Il Museum of Senses di Milano festeggia un anno con oltre 200mila visitatori
Il Museum of Senses di Milano ha appena festeggiato un anno di attività, e i numeri sono impressionanti: oltre 200mila visitatori hanno varcato la sua soglia. Non si tratta di un semplice flusso di turisti curiosi, ma di persone che tornano, famiglie, studenti, insegnanti e persino aziende in cerca di un’esperienza unica. Qui, il museo non è solo da guardare, ma da vivere con tutti i sensi. Un luogo dove la scienza incontra il gioco, sfidando la percezione e il modo in cui interpretiamo il mondo intorno a noi. Il successo è stato tale da valergli il premio Tripadvisor 2026, a conferma di un format che continua a sorprendere e coinvolgere.
Al centro del Museum of Senses c’è un percorso permanente pensato per coinvolgere ogni tipo di pubblico. Le installazioni stimolano vista, udito, tatto, olfatto e gusto, offrendo esperienze che scompigliano le percezioni abituali. L’idea è far vivere al visitatore qualcosa di attivo, dove la curiosità scientifica si mescola al gioco. Le attrazioni non sono mai uguali: cambiano e si aggiornano di continuo, mantenendo alta la voglia di tornare.
Tra le tappe più amate ci sono la fontana con le sue gocce fresche, che invitano a restare a lungo, e il letto del fachiro, con le sue punte arrotondate che danno la sensazione di levitare. Notevole anche la stanza del biliardo, con effetti che disorientano e richiamano l’atmosfera misteriosa della casina del Parco dei Mostri di Bomarzo. Divertentissime le camere del gusto, dove si sperimenta il palato scegliendo caramelle e cioccolati in base a precise sensazioni, scoprendo come i sensi si intrecciano con sapori e percezioni.
Il percorso si rivolge a bambini, famiglie e persino gruppi aziendali con attività dedicate, comprese visite per insegnanti e studenti. Non è solo un luogo di svago, ma un’occasione educativa: oltre 12.500 studenti hanno partecipato a laboratori e percorsi didattici. E sono state organizzate circa 350 feste di compleanno con programmi interattivi.

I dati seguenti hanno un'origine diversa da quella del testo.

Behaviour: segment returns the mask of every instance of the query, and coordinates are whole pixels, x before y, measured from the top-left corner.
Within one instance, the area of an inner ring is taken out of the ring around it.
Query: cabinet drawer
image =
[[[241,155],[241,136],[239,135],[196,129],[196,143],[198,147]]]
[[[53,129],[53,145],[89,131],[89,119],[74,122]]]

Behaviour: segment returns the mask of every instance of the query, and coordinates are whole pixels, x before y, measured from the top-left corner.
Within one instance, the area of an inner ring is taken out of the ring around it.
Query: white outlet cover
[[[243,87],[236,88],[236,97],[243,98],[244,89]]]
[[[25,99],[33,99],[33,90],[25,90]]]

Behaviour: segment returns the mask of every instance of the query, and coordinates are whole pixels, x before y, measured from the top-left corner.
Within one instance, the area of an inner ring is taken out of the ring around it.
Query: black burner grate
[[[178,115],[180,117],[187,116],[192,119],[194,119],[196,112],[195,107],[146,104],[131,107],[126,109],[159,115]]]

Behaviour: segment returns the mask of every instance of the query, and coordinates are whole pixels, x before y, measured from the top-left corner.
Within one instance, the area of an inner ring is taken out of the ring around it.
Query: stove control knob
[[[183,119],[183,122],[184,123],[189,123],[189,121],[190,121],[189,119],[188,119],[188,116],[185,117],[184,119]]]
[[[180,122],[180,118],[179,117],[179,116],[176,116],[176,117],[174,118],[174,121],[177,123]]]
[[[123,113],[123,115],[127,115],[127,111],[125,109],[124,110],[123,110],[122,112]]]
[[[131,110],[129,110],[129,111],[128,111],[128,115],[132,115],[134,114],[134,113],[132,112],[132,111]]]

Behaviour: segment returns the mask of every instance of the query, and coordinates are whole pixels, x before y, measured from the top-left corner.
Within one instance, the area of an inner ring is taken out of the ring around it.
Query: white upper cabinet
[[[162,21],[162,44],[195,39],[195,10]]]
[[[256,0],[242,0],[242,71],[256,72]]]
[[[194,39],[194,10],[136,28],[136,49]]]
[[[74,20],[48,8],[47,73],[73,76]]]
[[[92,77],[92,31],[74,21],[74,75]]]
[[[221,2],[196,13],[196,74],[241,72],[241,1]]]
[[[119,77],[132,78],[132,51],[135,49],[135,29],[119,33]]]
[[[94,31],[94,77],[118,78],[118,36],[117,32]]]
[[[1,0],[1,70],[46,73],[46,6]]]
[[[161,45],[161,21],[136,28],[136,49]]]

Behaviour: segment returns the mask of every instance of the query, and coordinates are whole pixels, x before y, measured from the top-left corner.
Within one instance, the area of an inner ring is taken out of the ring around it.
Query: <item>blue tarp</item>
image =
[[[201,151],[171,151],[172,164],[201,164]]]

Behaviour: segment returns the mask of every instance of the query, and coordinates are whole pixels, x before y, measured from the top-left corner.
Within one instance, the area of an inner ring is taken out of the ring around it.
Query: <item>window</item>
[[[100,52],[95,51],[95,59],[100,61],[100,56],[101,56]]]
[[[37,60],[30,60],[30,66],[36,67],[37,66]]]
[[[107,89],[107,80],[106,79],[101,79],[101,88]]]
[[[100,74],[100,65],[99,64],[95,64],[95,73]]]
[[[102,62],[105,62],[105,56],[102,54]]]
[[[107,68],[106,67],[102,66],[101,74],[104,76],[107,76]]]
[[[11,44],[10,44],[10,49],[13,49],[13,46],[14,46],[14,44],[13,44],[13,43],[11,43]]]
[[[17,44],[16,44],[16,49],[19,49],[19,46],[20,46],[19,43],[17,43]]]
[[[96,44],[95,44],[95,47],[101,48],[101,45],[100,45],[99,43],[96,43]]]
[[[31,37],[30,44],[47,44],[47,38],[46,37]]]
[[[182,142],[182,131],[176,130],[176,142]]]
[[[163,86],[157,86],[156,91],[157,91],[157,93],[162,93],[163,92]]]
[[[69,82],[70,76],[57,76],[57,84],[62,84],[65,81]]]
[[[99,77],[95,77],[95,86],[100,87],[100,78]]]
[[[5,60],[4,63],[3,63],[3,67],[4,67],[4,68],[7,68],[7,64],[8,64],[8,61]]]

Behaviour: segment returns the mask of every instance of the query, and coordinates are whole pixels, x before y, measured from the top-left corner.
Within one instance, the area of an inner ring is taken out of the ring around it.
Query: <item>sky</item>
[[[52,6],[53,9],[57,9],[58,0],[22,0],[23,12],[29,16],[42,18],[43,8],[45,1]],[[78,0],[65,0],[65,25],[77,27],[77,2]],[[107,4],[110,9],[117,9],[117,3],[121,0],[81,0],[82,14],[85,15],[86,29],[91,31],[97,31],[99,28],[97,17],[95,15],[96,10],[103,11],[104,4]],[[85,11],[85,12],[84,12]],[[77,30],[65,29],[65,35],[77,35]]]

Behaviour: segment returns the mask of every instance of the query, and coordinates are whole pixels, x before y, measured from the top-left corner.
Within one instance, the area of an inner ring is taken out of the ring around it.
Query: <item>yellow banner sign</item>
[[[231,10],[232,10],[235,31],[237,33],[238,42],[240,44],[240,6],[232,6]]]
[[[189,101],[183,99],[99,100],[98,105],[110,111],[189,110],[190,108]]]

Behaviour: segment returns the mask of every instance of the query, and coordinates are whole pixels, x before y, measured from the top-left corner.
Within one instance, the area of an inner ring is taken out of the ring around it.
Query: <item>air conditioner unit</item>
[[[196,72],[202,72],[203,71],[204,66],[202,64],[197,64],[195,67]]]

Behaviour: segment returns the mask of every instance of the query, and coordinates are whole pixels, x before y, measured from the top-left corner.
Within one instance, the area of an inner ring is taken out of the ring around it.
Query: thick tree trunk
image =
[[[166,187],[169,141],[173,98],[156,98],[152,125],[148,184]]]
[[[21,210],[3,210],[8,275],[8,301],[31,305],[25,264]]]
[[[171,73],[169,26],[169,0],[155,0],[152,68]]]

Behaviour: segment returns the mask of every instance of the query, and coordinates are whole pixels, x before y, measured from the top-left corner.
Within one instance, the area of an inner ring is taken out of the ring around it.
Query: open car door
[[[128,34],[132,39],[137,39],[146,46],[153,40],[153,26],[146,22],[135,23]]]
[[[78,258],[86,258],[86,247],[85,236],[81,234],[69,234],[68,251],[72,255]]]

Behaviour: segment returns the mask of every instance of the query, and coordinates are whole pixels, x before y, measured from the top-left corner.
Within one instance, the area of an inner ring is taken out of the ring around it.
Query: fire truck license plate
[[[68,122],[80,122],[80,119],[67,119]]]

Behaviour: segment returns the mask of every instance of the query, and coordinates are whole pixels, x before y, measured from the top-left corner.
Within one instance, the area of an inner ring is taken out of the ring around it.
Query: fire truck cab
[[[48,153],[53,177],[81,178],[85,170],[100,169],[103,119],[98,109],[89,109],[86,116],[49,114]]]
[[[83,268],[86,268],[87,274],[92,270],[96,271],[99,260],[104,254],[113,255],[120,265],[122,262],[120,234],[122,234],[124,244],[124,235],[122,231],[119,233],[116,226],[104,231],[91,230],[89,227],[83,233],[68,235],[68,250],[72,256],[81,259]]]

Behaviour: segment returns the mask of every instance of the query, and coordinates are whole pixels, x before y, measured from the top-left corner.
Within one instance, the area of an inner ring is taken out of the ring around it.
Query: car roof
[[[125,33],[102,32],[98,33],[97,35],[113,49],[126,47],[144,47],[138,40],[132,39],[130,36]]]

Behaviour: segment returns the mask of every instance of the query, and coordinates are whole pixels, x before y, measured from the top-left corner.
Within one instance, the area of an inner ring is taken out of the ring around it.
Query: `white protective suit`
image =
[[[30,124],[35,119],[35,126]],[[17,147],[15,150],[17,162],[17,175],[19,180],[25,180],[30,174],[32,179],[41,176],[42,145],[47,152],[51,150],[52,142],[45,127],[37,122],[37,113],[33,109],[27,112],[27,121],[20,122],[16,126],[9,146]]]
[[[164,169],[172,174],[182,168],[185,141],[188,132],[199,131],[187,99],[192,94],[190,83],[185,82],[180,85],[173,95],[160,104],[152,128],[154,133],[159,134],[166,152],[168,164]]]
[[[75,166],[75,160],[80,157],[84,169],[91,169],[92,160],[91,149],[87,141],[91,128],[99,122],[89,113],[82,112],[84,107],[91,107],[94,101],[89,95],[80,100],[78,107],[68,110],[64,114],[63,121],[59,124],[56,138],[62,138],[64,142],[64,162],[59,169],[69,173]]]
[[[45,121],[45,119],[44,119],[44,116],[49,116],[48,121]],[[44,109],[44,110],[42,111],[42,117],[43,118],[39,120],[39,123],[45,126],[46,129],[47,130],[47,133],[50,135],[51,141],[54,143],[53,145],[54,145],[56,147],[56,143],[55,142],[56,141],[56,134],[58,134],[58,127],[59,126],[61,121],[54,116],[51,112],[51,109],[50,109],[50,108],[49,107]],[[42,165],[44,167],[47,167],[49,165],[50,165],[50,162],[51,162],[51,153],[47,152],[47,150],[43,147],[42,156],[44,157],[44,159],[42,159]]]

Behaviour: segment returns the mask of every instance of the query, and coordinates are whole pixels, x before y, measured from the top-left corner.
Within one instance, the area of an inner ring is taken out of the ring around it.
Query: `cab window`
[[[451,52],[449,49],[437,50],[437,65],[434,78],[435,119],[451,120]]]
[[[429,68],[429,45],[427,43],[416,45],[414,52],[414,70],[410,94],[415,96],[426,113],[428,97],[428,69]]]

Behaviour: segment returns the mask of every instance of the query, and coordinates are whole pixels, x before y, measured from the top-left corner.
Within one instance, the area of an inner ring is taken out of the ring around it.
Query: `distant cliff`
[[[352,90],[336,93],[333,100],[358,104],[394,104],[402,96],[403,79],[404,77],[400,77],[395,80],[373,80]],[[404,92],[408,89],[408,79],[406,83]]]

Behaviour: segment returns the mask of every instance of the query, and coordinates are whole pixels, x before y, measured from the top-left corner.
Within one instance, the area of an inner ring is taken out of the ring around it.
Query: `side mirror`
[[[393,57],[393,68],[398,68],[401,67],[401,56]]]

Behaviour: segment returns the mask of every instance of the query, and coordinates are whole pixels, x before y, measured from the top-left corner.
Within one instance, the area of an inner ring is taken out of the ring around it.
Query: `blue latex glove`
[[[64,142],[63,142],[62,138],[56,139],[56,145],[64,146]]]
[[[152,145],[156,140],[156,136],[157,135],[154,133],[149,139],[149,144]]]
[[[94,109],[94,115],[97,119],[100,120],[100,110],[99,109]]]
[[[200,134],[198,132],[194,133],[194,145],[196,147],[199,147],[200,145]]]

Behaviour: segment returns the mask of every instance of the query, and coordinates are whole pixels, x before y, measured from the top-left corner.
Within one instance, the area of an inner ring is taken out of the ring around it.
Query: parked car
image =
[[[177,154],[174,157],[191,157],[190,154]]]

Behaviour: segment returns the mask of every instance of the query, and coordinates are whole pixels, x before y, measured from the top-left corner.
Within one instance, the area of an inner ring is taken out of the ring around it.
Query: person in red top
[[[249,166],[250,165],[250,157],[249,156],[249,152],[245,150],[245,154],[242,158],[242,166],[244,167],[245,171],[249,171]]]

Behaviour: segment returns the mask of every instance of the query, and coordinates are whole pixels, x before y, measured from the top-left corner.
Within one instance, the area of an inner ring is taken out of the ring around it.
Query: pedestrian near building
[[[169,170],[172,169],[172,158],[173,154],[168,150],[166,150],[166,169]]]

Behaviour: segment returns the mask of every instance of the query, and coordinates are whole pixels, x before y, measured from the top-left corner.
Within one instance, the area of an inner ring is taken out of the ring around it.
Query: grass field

Dopo il successo in città come Praga, Bucarest e Madrid, il Museum of Senses ha trovato a Milano terreno fertile, offrendo un mix di cultura e divertimento che piace a tutti. L’ultimo riconoscimento in ordine di tempo è il Tripadvisor Travellers’ Choice Award 2026, basato sulle recensioni dei visitatori. Un premio che certifica il posto del museo tra il 10% delle attrazioni più apprezzate al mondo, grazie alla qualità del servizio e dell’esperienza.
Questi risultati confermano che il modello funziona: un connubio efficace tra intrattenimento e formazione. L’adesione è stata ampia e variegata, con molte scuole e insegnanti coinvolti e un flusso costante di visitatori anche durante i giorni festivi e le vacanze scolastiche.
Nel 2026 il Museum of Senses ha puntato su eventi stagionali per tenere viva l’attenzione. Durante i mondiali di calcio ha organizzato il format Mimiko World Cup, trasformando il museo in un campo di gioco sensoriale. I partecipanti si sono sfidati in prove ispirate ai grandi tornei, gareggiando per conquistare una coppa simbolica.
Con l’estate, il museo ha deciso di restare aperto anche in giorni solitamente di chiusura, come Ferragosto. Così turisti e milanesi hanno potuto partecipare al Summer Quest, un quiz interattivo che coinvolge tutti i sensi. Il percorso è arricchito da curiosità e contenuti esclusivi dedicati alla stagione estiva, regalando un’esperienza fresca e divertente per tutta la famiglia.
Queste iniziative stagionali sono una chiave per mantenere vivo l’interesse intorno a un format che unisce cultura e gioco. L’evoluzione continua è uno dei punti di forza del Museum of Senses a Milano, capace di attirare un pubblico fedele e sempre alla ricerca di novità.
In definitiva, il Museum of Senses si conferma un luogo dinamico e apprezzato, dove didattica, scienza e divertimento si incontrano. Un’esperienza unica nel panorama culturale della città, che continua a raccogliere consensi e premi.